Jana Partners fired the latest salvo in its heated battle with Agrium. The hedge fund firm late Friday filed with the Securities and Exchange Commission a supplement containing a series of responses to statements made by the Canadian fertilizer company, asserting this should “put to rest new complaints made by Agrium.”

The SEC on Friday brought civil charges against a Houston-based hedge fund manager and radio personality, alleging he defrauded investors in two hedge funds. According to the regulator, George Jarkesy Jr. and his firm, John Thomas Capital Management, renamed Patriot28 LLC, worked closely with Thomas Belesis in launching two hedge funds that raised $30 million. Jarkesy inflated valuations of the funds’ assets, causing investors to pay higher management and incentive fees, the regulator says. Jarkesy is also accused of lying to investors about the identity of the funds’ auditor and prime broker.

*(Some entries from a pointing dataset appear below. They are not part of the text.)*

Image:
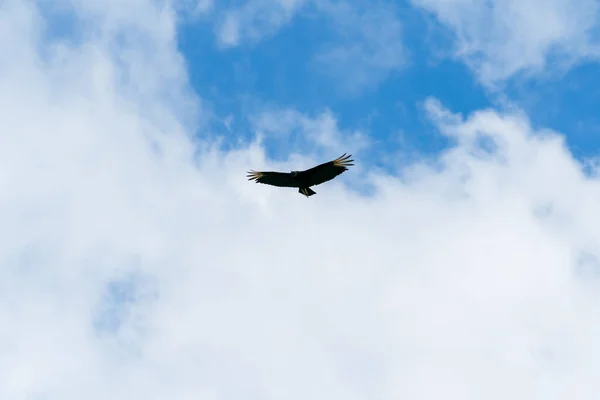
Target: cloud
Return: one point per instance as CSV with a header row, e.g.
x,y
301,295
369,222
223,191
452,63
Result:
x,y
368,46
500,39
296,130
135,263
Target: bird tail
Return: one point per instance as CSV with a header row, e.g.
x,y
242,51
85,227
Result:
x,y
306,191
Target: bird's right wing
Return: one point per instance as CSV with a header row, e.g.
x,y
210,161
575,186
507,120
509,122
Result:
x,y
280,179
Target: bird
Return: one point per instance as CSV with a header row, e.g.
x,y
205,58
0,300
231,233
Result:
x,y
303,180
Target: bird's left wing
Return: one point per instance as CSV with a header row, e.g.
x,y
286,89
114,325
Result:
x,y
329,170
280,179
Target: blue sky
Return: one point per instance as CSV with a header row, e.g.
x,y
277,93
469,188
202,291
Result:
x,y
279,70
458,257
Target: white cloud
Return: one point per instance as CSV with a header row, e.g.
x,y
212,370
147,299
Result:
x,y
499,39
369,46
365,48
130,270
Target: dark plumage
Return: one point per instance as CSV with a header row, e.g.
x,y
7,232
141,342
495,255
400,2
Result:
x,y
304,179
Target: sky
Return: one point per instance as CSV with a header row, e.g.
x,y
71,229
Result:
x,y
459,257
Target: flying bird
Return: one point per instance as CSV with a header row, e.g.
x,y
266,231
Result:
x,y
303,180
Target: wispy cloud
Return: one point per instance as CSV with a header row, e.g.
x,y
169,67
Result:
x,y
298,131
499,39
368,46
449,281
254,20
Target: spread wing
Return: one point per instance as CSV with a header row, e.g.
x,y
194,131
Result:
x,y
327,171
281,179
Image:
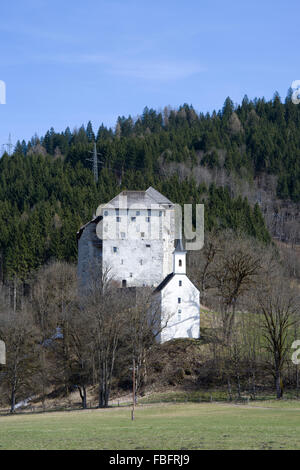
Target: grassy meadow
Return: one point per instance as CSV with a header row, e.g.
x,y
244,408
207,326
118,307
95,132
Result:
x,y
260,425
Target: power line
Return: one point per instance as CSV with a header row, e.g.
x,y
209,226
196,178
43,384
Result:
x,y
95,162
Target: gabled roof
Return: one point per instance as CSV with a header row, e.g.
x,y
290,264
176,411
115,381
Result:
x,y
145,199
164,282
158,197
179,246
95,220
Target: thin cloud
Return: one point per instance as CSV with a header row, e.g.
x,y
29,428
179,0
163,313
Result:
x,y
134,68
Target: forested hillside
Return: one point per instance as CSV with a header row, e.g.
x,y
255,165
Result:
x,y
47,188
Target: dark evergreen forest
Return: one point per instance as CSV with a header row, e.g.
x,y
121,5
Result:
x,y
47,188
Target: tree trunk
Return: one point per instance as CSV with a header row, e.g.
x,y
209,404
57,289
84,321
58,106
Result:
x,y
279,387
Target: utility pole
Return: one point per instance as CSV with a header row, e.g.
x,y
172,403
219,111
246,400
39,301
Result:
x,y
133,390
8,145
95,162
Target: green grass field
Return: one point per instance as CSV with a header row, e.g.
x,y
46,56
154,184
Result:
x,y
263,425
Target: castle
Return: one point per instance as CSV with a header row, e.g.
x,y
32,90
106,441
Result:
x,y
132,239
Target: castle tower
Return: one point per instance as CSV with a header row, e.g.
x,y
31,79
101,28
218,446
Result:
x,y
179,258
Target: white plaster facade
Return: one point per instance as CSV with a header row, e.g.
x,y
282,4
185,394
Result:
x,y
179,302
133,236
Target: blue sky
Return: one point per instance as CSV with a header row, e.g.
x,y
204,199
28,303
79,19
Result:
x,y
67,62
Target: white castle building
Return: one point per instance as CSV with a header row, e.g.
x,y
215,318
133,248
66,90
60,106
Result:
x,y
132,238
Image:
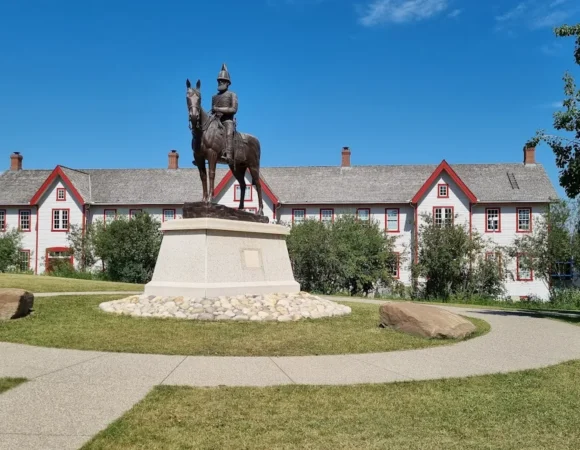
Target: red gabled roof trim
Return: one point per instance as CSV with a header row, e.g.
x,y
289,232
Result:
x,y
57,172
228,177
444,166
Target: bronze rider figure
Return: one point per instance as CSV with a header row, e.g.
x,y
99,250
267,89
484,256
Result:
x,y
224,106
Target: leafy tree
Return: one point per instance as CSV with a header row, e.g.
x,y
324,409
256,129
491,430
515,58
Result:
x,y
452,263
10,244
567,149
347,255
553,241
128,247
81,242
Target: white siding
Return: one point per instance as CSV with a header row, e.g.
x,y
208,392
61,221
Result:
x,y
505,237
28,237
47,238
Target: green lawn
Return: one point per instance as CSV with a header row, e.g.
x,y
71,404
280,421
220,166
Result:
x,y
9,383
77,322
535,409
43,283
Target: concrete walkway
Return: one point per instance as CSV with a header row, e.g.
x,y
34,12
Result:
x,y
74,394
58,294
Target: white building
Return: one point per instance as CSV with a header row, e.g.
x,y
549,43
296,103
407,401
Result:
x,y
500,201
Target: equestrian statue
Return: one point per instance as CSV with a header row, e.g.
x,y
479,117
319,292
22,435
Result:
x,y
215,139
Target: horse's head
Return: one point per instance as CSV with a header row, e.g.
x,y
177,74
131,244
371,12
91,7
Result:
x,y
193,103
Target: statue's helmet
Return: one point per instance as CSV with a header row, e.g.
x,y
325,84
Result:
x,y
224,74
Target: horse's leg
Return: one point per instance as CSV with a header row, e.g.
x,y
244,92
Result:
x,y
212,157
255,172
200,163
240,176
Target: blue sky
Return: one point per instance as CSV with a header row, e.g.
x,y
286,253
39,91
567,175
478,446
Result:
x,y
102,84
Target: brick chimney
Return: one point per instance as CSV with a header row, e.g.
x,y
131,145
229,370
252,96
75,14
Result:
x,y
173,160
345,157
529,154
16,161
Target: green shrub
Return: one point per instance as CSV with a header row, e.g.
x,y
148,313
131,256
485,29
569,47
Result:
x,y
347,256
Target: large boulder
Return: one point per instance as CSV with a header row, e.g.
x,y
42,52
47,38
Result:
x,y
15,303
425,321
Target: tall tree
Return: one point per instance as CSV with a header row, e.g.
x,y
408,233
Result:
x,y
567,149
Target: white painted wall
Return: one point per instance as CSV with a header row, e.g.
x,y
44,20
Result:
x,y
28,238
46,237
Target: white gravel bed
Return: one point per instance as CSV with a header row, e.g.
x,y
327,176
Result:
x,y
271,307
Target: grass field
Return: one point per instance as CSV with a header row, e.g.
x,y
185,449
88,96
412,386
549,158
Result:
x,y
536,409
77,322
9,383
43,283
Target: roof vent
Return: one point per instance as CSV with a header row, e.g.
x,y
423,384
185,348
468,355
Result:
x,y
513,181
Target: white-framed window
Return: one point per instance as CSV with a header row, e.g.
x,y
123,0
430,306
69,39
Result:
x,y
364,214
60,194
394,267
524,272
443,216
524,218
493,219
168,214
238,193
392,220
298,216
326,215
24,260
110,215
60,219
24,219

Morever the SEC alleges that, although Jarkesy and Belesis, who calls his firm John Thomas Financial, used the same “John Thomas” name, their two firms were touted as wholly independent. “Jarkesy led investors to believe that as manager of the funds, he was solely responsible for all investment decisions,” according to the SEC. “However, Belesis sometimes supplanted Jarkesy as the decision maker and directed some investments from the hedge funds into a company in which his firm was heavily invested.” According to the complaint, Belesis at one point “angrily complained via e-mail” that Jarkesy was not steering enough money to John Thomas Financial.

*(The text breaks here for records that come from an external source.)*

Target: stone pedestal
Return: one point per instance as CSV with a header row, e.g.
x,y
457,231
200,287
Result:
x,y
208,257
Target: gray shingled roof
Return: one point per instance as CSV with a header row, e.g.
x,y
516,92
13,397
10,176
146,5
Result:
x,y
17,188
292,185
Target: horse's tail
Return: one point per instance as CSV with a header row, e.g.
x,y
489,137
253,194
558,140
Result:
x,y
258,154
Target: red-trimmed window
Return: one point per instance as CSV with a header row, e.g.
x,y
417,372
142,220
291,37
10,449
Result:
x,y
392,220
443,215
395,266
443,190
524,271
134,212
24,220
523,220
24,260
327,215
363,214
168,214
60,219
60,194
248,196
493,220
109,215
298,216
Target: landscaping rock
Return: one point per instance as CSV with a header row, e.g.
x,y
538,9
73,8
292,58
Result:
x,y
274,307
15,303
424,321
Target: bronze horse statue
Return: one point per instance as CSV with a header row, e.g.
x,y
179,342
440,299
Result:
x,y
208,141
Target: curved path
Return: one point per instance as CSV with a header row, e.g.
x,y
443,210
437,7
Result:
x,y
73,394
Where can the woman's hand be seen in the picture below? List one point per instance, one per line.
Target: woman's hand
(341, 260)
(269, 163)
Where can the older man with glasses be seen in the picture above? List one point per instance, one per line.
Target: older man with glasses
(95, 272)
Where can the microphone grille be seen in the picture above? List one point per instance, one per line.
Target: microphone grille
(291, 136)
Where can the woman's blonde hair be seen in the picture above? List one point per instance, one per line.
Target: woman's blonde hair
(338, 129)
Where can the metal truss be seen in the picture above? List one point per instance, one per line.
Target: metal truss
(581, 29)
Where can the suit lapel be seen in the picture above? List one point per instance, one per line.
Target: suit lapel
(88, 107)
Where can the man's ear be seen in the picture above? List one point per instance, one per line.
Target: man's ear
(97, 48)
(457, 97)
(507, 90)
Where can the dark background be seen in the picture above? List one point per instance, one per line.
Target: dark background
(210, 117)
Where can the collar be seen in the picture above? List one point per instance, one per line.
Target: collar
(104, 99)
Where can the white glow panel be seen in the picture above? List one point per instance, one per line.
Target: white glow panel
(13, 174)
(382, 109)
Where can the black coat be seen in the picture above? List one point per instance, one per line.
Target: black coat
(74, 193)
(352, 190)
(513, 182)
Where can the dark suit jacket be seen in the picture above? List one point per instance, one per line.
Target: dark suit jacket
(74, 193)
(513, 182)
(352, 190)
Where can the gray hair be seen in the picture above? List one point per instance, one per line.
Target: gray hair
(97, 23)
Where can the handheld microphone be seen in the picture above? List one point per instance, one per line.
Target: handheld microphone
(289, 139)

Gibraltar wants to join the hedge fund party. The puny British territory is wooing Brazilian and other Latin American firms, promoting its stability, access to the European Union and favorable tax policy, which does not tax interest, dividends and capital gains.

Citadel’s Kenneth Griffin is not seeking reelection to the Board of E*Trade financial. Earlier this month, the hedge fund firm, which had been pushing the financial services firm to be sold, said it will sell its remaining 27.4 million shares, or 9.6 percent of the outstanding shares, through a secondary offering.